Долгое время я думал, что после лета пятьдесят шестого года их отношения уже никогда не были близкими. Возвращение Федора Николаевича в Москву в шестьдесят четвертом году было продиктовано не столько привязанностью к Марине, сколько вполне естественным в данной ситуации чувством долга. Изъятые им из жизни восемнадцать лет были как раз теми годами, которые он прожил с Мариной и Николаем, и от этих же восемнадцати лет он ушел к тому единственному году, когда в его жизни не было ни Марины, ни Николая и он жил со своими настоящими родителями — Федором и Натой Крейцвальдами. Исправить и переступить через все это было невозможно, и я не сомневался, что вряд ли здесь что-нибудь могло быть иначе. Однако года через три после смерти Федора Николаевича я вдруг понял, что он не только во всем оправдал Марину и Николая, но сделал это еще тогда, когда жил в Воронеже, задолго до возвращения в Москву.
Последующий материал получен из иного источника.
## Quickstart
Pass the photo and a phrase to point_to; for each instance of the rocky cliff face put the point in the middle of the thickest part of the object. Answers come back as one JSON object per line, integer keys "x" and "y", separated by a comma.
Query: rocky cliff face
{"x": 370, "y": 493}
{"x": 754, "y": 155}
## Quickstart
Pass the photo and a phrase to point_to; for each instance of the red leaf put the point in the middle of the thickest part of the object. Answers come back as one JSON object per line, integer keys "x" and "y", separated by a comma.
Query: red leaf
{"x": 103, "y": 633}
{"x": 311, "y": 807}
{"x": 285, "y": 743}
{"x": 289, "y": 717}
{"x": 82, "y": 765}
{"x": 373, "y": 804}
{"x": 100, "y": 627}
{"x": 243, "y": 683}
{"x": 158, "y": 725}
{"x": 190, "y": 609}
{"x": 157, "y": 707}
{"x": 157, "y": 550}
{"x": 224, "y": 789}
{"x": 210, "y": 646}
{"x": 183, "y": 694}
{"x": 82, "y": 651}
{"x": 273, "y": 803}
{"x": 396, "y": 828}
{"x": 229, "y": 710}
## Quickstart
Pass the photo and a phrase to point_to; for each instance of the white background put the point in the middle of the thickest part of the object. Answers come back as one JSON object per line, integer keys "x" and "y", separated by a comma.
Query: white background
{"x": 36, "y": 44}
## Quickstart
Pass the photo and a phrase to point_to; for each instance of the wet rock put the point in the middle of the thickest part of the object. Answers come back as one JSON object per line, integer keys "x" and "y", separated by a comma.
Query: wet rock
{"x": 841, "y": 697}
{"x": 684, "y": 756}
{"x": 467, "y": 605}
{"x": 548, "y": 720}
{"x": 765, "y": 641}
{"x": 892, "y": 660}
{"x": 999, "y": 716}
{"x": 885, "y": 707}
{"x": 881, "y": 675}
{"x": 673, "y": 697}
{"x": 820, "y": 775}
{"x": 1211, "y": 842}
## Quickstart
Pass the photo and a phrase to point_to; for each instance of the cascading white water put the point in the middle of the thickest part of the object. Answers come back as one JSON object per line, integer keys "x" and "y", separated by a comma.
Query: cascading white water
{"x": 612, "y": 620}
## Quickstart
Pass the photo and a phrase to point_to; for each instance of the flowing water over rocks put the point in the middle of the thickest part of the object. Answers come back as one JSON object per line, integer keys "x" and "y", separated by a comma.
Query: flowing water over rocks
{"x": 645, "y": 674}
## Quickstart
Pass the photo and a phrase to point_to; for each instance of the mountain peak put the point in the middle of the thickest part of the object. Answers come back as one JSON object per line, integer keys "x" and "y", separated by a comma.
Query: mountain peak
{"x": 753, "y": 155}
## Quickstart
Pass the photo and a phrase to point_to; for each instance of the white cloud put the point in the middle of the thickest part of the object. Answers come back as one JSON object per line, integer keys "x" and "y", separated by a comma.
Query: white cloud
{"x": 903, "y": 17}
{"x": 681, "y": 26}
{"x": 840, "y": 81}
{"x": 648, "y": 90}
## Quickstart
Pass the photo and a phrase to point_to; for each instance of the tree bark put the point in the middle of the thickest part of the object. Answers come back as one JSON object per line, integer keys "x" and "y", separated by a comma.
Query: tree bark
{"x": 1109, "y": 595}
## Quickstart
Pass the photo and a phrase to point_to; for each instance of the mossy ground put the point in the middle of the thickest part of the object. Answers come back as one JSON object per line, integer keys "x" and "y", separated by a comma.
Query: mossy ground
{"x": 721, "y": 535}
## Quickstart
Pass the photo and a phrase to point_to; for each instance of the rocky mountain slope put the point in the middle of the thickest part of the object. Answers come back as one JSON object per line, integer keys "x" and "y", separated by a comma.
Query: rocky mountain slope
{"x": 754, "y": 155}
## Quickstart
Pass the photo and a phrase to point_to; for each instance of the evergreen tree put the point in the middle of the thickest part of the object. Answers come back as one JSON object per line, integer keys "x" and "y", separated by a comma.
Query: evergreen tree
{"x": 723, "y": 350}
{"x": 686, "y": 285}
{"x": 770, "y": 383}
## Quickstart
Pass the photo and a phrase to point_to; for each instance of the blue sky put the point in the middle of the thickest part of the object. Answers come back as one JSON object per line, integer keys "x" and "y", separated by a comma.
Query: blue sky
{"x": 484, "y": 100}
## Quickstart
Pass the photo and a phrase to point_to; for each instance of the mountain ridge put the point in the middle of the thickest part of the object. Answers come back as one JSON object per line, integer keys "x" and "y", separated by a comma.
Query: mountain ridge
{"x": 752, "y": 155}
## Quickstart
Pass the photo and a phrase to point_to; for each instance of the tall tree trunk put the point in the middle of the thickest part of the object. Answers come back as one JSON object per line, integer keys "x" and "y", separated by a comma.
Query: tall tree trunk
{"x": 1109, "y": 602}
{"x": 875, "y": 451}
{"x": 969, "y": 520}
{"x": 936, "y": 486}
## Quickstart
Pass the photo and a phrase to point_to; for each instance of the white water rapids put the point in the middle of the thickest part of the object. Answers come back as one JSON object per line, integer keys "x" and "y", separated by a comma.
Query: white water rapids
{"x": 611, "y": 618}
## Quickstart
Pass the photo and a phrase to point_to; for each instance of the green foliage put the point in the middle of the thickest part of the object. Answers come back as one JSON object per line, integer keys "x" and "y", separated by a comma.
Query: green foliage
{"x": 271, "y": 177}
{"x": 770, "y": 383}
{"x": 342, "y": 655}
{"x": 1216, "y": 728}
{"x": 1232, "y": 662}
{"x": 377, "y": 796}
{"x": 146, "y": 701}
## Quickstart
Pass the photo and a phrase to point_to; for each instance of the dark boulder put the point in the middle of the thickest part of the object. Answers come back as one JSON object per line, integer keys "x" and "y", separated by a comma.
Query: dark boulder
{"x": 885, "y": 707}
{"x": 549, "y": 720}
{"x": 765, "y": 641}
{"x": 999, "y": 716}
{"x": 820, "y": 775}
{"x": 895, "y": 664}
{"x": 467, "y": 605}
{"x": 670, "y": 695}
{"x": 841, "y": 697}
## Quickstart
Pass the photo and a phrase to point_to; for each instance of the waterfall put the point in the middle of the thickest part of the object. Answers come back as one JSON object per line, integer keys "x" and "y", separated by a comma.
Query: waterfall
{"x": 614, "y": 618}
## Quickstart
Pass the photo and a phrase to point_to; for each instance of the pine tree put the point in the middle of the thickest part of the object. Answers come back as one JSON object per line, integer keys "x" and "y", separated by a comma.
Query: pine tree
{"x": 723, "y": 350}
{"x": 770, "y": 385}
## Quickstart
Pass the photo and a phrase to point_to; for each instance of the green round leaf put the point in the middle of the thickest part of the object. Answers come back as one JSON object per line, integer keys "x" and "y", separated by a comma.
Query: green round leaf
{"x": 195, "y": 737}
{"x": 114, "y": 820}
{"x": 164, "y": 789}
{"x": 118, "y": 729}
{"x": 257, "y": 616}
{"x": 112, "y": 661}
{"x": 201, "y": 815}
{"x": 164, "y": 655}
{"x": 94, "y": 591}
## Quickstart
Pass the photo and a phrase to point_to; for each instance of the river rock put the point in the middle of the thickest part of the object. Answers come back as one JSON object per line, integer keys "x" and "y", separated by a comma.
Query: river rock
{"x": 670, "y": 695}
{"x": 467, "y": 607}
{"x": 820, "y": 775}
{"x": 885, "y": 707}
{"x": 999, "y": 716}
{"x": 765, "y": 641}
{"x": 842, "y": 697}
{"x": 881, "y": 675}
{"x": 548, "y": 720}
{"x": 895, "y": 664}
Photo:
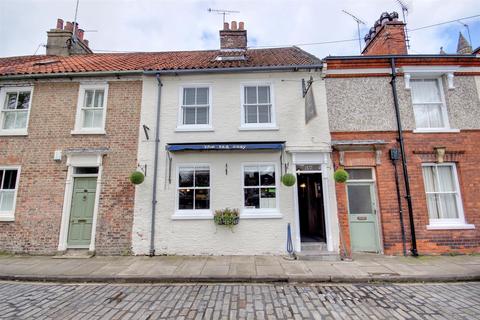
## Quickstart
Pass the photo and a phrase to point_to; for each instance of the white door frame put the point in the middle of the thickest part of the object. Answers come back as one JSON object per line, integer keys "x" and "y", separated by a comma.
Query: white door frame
{"x": 321, "y": 158}
{"x": 81, "y": 159}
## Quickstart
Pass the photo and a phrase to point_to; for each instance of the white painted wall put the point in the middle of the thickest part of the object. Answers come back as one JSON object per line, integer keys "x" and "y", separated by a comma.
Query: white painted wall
{"x": 251, "y": 236}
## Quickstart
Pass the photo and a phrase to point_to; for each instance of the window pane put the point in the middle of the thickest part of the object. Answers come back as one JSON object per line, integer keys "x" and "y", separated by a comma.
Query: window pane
{"x": 359, "y": 199}
{"x": 185, "y": 178}
{"x": 250, "y": 177}
{"x": 425, "y": 91}
{"x": 189, "y": 115}
{"x": 88, "y": 103}
{"x": 202, "y": 199}
{"x": 97, "y": 119}
{"x": 268, "y": 198}
{"x": 264, "y": 114}
{"x": 251, "y": 95}
{"x": 264, "y": 94}
{"x": 267, "y": 176}
{"x": 251, "y": 114}
{"x": 11, "y": 101}
{"x": 202, "y": 95}
{"x": 448, "y": 205}
{"x": 23, "y": 100}
{"x": 10, "y": 179}
{"x": 6, "y": 200}
{"x": 21, "y": 121}
{"x": 185, "y": 199}
{"x": 252, "y": 198}
{"x": 202, "y": 115}
{"x": 9, "y": 120}
{"x": 359, "y": 174}
{"x": 98, "y": 99}
{"x": 189, "y": 96}
{"x": 88, "y": 118}
{"x": 202, "y": 178}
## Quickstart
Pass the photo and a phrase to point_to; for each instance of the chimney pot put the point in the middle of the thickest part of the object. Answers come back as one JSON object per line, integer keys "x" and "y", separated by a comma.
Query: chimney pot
{"x": 59, "y": 23}
{"x": 69, "y": 26}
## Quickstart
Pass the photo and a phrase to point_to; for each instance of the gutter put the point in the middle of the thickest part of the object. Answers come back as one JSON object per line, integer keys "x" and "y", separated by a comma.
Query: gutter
{"x": 155, "y": 168}
{"x": 404, "y": 160}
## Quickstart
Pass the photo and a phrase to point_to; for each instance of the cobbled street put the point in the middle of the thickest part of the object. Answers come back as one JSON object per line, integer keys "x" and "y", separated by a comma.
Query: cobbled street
{"x": 240, "y": 301}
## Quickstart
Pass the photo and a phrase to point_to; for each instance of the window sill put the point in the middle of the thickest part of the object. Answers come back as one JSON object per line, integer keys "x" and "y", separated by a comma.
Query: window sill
{"x": 194, "y": 215}
{"x": 439, "y": 130}
{"x": 77, "y": 132}
{"x": 193, "y": 129}
{"x": 450, "y": 226}
{"x": 260, "y": 214}
{"x": 13, "y": 133}
{"x": 258, "y": 128}
{"x": 7, "y": 218}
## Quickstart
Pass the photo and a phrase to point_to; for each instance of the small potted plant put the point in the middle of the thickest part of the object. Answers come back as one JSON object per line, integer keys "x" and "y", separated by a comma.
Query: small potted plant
{"x": 226, "y": 217}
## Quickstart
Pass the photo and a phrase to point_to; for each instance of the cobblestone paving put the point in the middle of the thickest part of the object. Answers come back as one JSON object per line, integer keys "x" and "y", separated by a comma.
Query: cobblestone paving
{"x": 240, "y": 301}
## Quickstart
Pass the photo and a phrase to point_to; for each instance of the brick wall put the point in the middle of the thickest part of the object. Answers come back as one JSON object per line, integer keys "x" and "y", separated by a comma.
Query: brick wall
{"x": 466, "y": 145}
{"x": 42, "y": 181}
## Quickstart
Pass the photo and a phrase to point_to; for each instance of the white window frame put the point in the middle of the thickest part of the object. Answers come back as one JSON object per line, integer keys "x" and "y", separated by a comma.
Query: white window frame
{"x": 446, "y": 125}
{"x": 261, "y": 213}
{"x": 10, "y": 215}
{"x": 194, "y": 127}
{"x": 181, "y": 214}
{"x": 3, "y": 96}
{"x": 258, "y": 126}
{"x": 79, "y": 115}
{"x": 457, "y": 223}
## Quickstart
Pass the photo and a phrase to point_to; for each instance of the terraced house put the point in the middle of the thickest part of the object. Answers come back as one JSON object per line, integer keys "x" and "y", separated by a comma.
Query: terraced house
{"x": 407, "y": 129}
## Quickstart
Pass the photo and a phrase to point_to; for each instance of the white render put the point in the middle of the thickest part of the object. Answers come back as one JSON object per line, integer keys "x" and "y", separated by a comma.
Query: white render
{"x": 265, "y": 234}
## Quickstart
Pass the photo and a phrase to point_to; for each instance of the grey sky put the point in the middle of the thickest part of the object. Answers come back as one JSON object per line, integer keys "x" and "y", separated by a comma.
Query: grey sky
{"x": 161, "y": 25}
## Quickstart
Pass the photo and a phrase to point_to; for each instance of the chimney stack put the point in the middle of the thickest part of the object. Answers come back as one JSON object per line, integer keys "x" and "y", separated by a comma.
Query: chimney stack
{"x": 387, "y": 36}
{"x": 60, "y": 41}
{"x": 233, "y": 37}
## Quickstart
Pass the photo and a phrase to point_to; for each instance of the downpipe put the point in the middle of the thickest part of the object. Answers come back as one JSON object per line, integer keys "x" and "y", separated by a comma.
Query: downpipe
{"x": 404, "y": 161}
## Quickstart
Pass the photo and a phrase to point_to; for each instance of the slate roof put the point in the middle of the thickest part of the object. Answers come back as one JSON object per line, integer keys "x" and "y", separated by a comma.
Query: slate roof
{"x": 145, "y": 61}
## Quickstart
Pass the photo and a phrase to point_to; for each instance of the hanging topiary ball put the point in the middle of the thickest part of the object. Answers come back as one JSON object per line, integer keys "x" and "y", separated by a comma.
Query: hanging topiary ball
{"x": 288, "y": 179}
{"x": 340, "y": 175}
{"x": 137, "y": 177}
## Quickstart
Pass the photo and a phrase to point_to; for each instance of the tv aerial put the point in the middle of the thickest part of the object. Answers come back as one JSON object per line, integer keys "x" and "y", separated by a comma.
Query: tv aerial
{"x": 359, "y": 22}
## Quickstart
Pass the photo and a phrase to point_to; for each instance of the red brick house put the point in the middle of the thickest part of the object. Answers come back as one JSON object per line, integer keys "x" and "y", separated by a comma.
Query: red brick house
{"x": 386, "y": 103}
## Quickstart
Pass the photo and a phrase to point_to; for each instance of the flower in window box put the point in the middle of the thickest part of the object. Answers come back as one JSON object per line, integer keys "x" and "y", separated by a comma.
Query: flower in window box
{"x": 137, "y": 177}
{"x": 340, "y": 175}
{"x": 227, "y": 217}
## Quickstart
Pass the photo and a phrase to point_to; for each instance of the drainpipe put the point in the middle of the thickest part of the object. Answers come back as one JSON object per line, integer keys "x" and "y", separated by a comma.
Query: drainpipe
{"x": 155, "y": 167}
{"x": 404, "y": 161}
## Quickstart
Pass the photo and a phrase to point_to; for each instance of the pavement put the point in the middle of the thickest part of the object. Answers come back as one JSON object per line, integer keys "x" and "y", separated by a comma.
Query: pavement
{"x": 436, "y": 301}
{"x": 163, "y": 269}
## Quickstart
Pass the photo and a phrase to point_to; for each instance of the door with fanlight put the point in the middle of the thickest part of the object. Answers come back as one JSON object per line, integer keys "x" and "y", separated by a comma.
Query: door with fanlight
{"x": 362, "y": 211}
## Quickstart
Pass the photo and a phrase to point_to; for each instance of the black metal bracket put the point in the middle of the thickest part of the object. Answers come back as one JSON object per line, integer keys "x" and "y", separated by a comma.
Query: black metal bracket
{"x": 306, "y": 86}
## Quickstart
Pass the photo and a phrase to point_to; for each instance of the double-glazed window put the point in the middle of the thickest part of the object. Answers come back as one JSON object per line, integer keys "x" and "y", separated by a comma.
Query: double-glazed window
{"x": 195, "y": 109}
{"x": 257, "y": 106}
{"x": 259, "y": 187}
{"x": 442, "y": 191}
{"x": 193, "y": 188}
{"x": 428, "y": 104}
{"x": 8, "y": 190}
{"x": 15, "y": 110}
{"x": 91, "y": 111}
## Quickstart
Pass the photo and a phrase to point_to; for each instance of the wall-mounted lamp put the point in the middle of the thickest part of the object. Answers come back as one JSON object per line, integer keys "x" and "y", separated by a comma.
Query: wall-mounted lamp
{"x": 440, "y": 153}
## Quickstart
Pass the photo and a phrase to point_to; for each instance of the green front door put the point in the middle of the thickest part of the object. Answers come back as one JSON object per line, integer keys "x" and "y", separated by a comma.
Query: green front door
{"x": 362, "y": 217}
{"x": 81, "y": 213}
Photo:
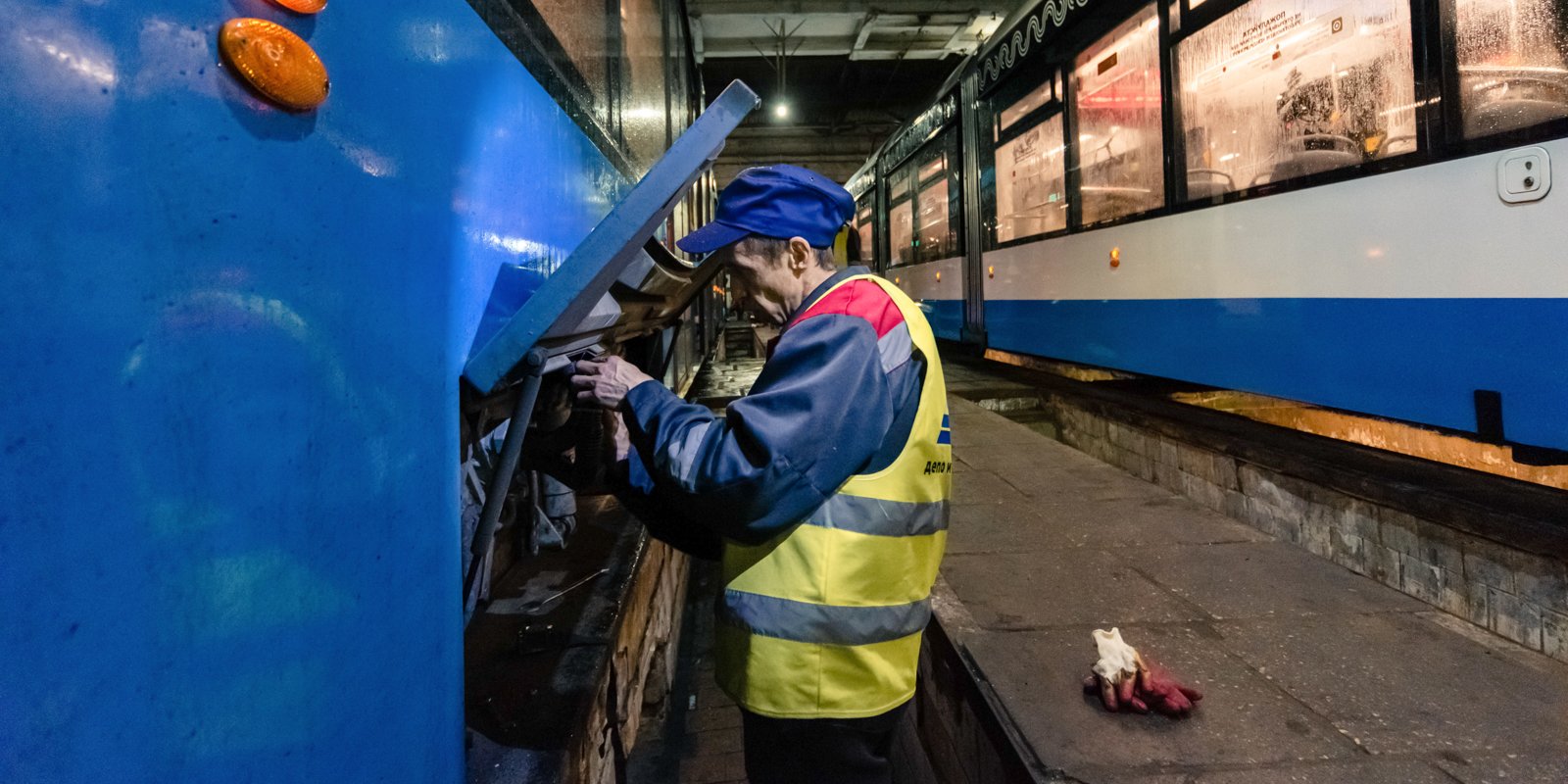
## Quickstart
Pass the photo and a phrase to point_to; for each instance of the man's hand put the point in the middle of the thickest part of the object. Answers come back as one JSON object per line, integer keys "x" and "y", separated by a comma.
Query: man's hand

Больше того, мне стало ясно, что он сам, причем осознанно и добровольно, повторил путь Марины и Николая, воспроизведя почти буквально в своих отношениях со мной историю собственного усыновления. Сначала после смерти родителей помогая мне, потом усыновив меня, он делал то, что когда-то делали Марина и Николай, и, как они, увидев, что я жалею о том, что согласился на усыновление, он сразу же ушел в сторону и предоставил мне строить жизнь, как я хотел того и как мог.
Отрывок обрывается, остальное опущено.